What Direction Does the Force on the Wire Point in a Solenoid Setup?

[IHave]

Quick question on force direction...Please help!

Homework Statement

A 550 - turn solenoid is 12 cm long. The current into it is 36 A. A 3.6 cm long straight wire cuts through the center of the solenoid, along the diameter. This wire carries a 26 A current downward (and is connected by other wires that don't concern us).

Part A: What is the force on this wire assuming the solenoid's field points due east?

Part B: to the east; to the north; to the south or to the west

Homework Equations

B = mu(0) * (N/L) * I
F= I * L * B

The Attempt at a Solution

I was able to use the (relevant) equations to find the answer for Part A. It was: F = 0.19 N. However, I'm having trouble figuring out the directions of certain fields. I know there are things like the right hand rule; but I can't seem to conceptualize a 3D visual of how it works; in my head. Please help!

 

[BruceW]

The rule is that for a flow of positive charges, if your index finger points in the direction of current, and if your middle finger points in the direction of magnetic field, then your thumb will give the direction of the force.

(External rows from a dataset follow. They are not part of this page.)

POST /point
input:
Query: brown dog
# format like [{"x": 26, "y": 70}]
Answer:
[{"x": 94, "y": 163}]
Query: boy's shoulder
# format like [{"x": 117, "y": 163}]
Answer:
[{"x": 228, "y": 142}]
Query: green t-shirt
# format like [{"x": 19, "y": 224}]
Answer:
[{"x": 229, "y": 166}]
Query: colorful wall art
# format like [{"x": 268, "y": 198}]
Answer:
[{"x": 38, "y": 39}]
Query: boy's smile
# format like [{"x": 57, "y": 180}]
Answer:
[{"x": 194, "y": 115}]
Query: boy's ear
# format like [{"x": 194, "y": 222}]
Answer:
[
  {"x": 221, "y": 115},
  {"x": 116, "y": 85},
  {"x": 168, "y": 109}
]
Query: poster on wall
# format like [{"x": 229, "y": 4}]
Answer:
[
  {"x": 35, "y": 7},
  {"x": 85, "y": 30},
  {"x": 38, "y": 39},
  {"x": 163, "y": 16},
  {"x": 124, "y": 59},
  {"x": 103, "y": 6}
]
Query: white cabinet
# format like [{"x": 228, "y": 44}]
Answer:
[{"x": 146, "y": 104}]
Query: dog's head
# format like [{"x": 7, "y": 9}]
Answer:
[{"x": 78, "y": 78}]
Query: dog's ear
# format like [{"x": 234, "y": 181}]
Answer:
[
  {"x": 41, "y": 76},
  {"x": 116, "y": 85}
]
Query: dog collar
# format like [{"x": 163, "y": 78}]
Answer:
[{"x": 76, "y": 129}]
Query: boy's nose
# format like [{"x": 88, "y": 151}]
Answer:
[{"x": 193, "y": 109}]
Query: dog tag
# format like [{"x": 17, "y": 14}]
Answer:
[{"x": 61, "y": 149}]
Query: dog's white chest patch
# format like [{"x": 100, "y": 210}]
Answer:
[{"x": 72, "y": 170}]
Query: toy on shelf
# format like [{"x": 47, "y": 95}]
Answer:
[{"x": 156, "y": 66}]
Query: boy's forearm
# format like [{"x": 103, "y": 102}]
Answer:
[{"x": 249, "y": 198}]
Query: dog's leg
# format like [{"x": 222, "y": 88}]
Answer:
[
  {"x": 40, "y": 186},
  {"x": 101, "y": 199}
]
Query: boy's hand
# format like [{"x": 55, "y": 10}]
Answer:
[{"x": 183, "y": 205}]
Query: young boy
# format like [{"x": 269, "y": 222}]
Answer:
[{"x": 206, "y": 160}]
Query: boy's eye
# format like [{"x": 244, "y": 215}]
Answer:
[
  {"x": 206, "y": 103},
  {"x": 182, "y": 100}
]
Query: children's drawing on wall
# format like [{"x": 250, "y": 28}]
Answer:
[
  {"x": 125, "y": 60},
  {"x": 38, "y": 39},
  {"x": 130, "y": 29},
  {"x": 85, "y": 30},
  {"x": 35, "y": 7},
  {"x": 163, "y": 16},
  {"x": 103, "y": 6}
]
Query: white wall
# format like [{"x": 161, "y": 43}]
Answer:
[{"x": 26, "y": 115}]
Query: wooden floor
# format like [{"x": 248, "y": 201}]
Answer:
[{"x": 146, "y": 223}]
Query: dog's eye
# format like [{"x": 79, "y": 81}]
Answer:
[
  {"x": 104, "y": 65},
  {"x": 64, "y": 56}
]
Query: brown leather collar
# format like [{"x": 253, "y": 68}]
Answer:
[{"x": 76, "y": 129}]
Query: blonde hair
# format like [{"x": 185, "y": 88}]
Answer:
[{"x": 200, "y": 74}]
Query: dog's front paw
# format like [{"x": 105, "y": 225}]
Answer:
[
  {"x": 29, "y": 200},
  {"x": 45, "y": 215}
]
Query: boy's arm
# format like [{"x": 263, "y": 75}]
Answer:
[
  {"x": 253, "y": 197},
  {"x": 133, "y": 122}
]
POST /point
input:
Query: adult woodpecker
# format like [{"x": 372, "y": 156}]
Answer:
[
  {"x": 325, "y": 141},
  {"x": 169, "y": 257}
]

It is electrons which flow through a wire, which are negatively charged, so the direction of the force will be made opposite to the rule above (if you're using the true current). But if you use conventional current, then the original rule applies.

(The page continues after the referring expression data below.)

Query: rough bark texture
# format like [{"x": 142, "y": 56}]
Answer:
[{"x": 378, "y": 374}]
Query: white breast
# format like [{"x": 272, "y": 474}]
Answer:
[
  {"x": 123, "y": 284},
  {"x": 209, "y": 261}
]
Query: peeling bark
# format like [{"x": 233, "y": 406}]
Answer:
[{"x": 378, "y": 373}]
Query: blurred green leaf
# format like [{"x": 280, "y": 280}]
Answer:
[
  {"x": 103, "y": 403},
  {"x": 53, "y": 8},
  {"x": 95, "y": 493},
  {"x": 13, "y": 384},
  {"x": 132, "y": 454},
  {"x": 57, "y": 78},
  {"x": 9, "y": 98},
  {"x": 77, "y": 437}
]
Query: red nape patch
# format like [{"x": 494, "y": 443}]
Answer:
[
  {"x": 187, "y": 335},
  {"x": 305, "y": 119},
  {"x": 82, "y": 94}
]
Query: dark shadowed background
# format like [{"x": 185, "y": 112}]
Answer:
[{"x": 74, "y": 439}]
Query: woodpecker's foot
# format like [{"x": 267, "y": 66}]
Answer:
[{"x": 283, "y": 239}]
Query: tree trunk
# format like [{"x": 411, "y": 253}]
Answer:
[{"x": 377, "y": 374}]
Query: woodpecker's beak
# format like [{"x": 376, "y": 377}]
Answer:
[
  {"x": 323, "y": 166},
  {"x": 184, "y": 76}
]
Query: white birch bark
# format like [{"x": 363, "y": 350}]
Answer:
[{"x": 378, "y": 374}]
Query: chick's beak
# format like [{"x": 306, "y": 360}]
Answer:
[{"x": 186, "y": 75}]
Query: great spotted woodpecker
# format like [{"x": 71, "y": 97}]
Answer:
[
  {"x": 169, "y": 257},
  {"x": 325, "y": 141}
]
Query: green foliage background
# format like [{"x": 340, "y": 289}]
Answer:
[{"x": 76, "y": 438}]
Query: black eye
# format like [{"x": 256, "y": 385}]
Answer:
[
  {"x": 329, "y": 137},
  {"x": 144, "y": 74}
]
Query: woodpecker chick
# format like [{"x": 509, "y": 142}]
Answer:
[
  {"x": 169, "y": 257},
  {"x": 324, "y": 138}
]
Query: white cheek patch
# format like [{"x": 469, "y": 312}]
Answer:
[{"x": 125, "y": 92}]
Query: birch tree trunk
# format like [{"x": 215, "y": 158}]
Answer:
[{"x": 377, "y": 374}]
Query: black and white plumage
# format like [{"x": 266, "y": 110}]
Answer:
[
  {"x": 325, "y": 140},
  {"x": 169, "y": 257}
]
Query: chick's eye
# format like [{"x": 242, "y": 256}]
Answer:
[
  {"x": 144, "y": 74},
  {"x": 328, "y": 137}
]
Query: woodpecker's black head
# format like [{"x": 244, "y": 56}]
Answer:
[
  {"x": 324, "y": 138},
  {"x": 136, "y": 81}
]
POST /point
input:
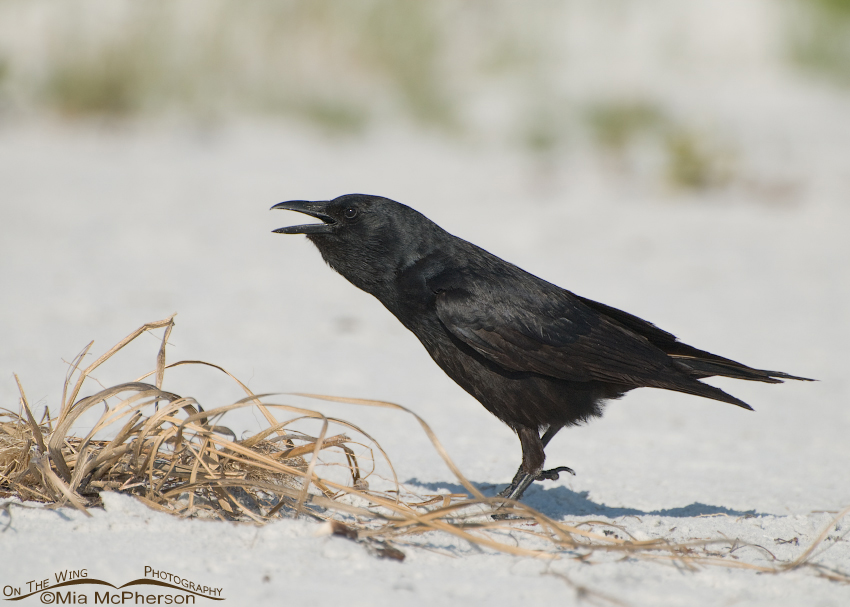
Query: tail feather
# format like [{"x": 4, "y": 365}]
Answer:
[{"x": 697, "y": 388}]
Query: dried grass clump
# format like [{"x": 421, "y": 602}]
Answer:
[{"x": 174, "y": 456}]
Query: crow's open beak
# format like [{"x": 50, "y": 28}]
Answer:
[{"x": 313, "y": 209}]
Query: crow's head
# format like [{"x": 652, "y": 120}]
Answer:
[{"x": 367, "y": 239}]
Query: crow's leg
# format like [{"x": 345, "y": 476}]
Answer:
[{"x": 532, "y": 462}]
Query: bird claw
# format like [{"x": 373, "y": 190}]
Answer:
[{"x": 553, "y": 474}]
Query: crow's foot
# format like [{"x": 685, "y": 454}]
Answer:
[{"x": 553, "y": 474}]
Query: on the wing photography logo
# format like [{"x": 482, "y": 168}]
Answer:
[{"x": 75, "y": 587}]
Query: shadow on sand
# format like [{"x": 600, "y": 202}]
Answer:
[{"x": 558, "y": 502}]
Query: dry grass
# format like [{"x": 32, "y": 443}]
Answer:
[{"x": 176, "y": 457}]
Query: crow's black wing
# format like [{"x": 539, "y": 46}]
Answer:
[{"x": 525, "y": 324}]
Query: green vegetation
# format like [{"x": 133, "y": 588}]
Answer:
[
  {"x": 820, "y": 37},
  {"x": 693, "y": 163},
  {"x": 616, "y": 124}
]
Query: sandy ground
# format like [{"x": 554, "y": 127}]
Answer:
[{"x": 104, "y": 229}]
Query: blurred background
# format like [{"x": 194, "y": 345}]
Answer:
[
  {"x": 686, "y": 161},
  {"x": 682, "y": 93}
]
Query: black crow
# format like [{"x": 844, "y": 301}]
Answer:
[{"x": 536, "y": 356}]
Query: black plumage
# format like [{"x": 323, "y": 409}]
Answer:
[{"x": 535, "y": 355}]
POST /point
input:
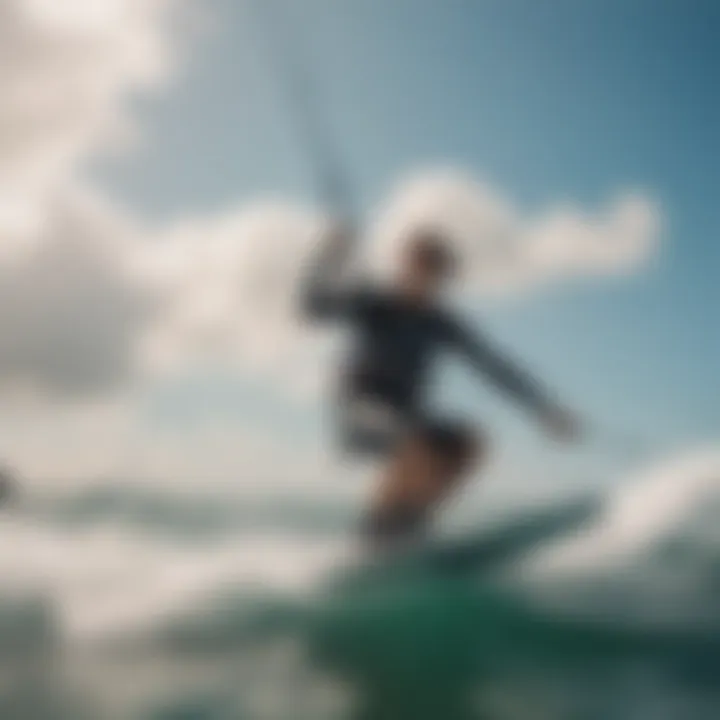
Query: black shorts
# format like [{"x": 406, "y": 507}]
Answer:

In either case, the force will be exactly perpendicular to both the magnetic field and the current.

 

[IHave]

Thanks, I think I have a better grasp on the concept. So for this problem the force points to the south.

 

[BruceW]

Yes, that's right.
Unless specified otherwise, 'current' usually means 'conventional current'. (Which is what I assume they meant in this question).

 

[rwisz]

The force on the wire can be calculated using the equation F= I * L * B, where I is the current, L is the length of the wire, and B is the magnetic field. In this case, we have a solenoid with a current of 36 A and a wire with a current of 26 A. The magnetic field of the solenoid can be calculated using the equation B = mu(0) * (N/L) * I, where mu(0) is the permeability of free space, N is the number of turns in the solenoid, and L is the length of the solenoid. Plugging in the given values, we get B = 0.0002 T.

Now, to determine the direction of the force, we can use the right hand rule. If we point our right thumb in the direction of the current in the wire (downward), and our fingers in the direction of the magnetic field (east), then the force will be in the direction that our palm faces. In this case, the palm faces south, so the force on the wire is to the south.

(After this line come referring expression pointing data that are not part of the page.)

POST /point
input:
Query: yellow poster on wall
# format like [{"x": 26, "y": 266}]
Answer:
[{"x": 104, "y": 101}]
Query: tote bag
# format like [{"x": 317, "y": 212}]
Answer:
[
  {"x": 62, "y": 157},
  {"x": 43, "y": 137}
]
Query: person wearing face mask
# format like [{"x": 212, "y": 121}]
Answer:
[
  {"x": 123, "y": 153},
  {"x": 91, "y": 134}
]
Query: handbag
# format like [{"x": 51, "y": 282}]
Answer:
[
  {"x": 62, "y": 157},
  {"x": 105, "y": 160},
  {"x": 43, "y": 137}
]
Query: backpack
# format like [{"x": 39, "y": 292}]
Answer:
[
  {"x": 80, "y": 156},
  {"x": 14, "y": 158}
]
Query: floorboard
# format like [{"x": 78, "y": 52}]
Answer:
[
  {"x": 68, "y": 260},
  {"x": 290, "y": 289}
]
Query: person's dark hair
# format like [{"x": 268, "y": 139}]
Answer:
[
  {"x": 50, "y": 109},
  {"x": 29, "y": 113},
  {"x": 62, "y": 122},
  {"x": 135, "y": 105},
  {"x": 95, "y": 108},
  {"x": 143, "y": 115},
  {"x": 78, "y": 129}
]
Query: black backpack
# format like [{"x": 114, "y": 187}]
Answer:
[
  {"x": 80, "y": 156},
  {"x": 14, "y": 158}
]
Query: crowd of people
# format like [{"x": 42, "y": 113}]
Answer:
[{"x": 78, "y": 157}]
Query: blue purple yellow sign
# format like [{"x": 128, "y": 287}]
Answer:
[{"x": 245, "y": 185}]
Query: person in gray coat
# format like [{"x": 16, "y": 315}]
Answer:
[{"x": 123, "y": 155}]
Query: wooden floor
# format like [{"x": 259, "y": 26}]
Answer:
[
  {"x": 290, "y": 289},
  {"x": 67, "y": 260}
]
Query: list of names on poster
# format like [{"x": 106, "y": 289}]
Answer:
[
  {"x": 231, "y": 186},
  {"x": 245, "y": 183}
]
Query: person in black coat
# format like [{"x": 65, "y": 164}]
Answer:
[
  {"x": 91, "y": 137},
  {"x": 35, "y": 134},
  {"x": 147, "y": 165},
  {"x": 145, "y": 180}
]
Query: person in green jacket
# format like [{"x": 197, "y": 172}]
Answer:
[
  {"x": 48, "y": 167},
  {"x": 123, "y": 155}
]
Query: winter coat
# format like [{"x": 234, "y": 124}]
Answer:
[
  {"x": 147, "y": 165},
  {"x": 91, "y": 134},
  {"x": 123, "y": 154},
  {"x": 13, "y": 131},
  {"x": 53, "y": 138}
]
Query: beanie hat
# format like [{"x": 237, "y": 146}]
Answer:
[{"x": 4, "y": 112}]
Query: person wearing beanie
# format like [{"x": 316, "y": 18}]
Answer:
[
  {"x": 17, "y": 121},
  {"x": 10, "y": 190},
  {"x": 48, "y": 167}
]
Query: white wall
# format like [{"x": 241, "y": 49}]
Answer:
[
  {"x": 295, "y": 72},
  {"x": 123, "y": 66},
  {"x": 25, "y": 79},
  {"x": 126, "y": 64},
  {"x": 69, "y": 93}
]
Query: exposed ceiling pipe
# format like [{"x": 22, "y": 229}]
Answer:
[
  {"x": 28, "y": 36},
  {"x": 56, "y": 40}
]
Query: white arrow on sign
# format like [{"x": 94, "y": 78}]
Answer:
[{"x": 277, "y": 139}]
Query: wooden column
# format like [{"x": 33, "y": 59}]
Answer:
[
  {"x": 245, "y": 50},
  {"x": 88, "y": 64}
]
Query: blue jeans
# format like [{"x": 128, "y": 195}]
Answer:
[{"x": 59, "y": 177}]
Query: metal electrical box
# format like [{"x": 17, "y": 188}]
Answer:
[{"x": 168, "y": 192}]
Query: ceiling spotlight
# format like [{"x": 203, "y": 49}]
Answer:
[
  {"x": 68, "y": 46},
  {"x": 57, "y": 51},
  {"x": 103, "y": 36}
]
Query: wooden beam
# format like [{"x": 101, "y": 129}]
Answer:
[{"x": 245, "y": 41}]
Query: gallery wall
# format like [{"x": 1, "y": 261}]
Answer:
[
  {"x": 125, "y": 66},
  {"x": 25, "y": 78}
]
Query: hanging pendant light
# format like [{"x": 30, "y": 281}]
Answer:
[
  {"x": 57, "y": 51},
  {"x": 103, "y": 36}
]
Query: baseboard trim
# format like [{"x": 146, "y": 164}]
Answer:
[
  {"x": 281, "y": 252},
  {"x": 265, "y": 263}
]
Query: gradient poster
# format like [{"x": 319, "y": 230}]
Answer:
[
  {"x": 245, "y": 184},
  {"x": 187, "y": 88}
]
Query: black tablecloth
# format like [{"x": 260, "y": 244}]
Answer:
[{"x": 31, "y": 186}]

It's important to keep in mind that the force is always perpendicular to both the current and the magnetic field. In this case, the wire and the solenoid are both oriented along the east-west direction, so the force will be in the north-south direction.

I hope this helps! If you're still having trouble visualizing it, try drawing a diagram or using a 3D modeling tool to help you see the direction of the forces. Practice using the right hand rule with different orientations of current and magnetic field to get a better understanding of how it works.